In his hand, he had a joke book. It was one of those beat-up elementary school library joke books named something like, “1001 jokes that are so corny that not even your parents will laugh out of kindness if you tell them.”

Or something like that.

But we dug into it and looked it over. We found a string of good jokes that kind of tied together in a thread. I told him that if you change the jokes from riddles or simple “Doctor, doctor..” jokes, then the audience engages them more. You can still use the same punchline, but with a different setup, it feels more “natural”, and more funny. We worked a few over and he got the idea. Then we talked about adding extra punchlines after he gets the laugh that take a joke further.

Together, we worked it all up into a short minute-long set. We typed it and printed it out. From there, about every other day, he ran through all the jokes. The whole routine. It got pretty routine, too. By the day before the performance, he was running through it pretty fast, and slurring a lot of the words together, I think because he’s a ten-year-old with the attention span of a newborn gnat. He just wanted to get to the end.

“Slow down and say each word!” I’d remind him, “Give the audience a chance to laugh!”

Finally, the moment of truth. He was called out onto the “stage” (just one end of the cultural hall), and dove right in. I was amazed. He was clear, the audience laughed, and he looked like he was having the time of his life.

The best bits?

“So, I went to the doctor, and told him that I was having a lot of trouble seeing. The doctor said, “You’re absolutely right. This is a post office!” (laughter) “So, that explains my picture on the wall!” (more laughter)

“I went out to dinner. I told the waiter that there was no chicken in my chicken pot pie. He said, “Well there’s no dog in a dog biscuit!” That made me feel a lot safer about their kids menu!”

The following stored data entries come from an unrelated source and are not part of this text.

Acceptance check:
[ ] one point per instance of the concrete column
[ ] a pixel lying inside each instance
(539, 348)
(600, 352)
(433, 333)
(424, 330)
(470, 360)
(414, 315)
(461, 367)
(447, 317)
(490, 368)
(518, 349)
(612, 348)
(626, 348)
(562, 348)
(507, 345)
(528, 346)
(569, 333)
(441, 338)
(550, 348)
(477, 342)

And when it was all done, he did the part he’d been most excited about: “Good night Tokyo! You’ve been great! I’ll be here all week!”

Afterward, I got a lot of comments from the other parents about how funny and articulate he is. I was proud of him for trying, and for doing his best. He’d also helped his little brother go out and tell a few jokes.

So, who knows? Tomorrow he’ll announce that he’s going to be computer programmer, or a game store owner, or a chef. I really don’t care what he ends up being, as long as it’s legal. We’ll explore them all. I sure had fun with him this time!